According to the appeal, prepared by the UN Office for the Coordination of Humanitarian Affairs, more than 75 per cent of East Timor's population was displaced and 70 per cent of all housing, public buildings and essential services were destroyed during the two-week's of violence that erupted after the territory voted overwhelmingly on 30 August for independence. The crisis deepened when public services and law and order collapsed with the rapid and unexpected departure of Indonesian authorities.

The appeal will also meet emergency humanitarian relief needs in West Timor where as many as 400,000 displaced persons face deteriorating health conditions due to early monsoon rains, according to UNICEF, the UN Children's Fund, the lead agency for several sectors of the consolidated appeal. Almost 40 per cent of refugees in West Timor are estimated to be under15 years of age. Respiratory infections in the camps are on the rise and the threat of malaria is also growing.

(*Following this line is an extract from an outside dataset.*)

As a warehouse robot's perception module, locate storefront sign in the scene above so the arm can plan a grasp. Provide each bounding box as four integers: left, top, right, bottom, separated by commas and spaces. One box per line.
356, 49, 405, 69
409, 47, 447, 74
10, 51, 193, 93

Meanwhile, Ian Martin, the Acting Special Representative of UN Secretary General Kofi Annan, is in Darwin, Australia, today and tomorrow to chair meetings of an inter-agency mission which will assess immediate rehabilitation needs in East Timor and outline reconstruction and development programmes. The mission is led by the World Bank and includes representatives from several UN agencies, the International Monetary Fund, donor countries and some 25 East Timorese. The mission will be in East Timor for two weeks starting on Friday.
In other developments, more than 4,000 people in the last two days have come down from the mountains to Oecusse city, the East Timorese enclave in West Timor, said the UN spokesman. The enclave with an original population of around 7,000 was looted and emptied by pro-Indonesian militias and is the last part of East Timor to be secured by peacekeepers with INTERFET, the Australian-led international force.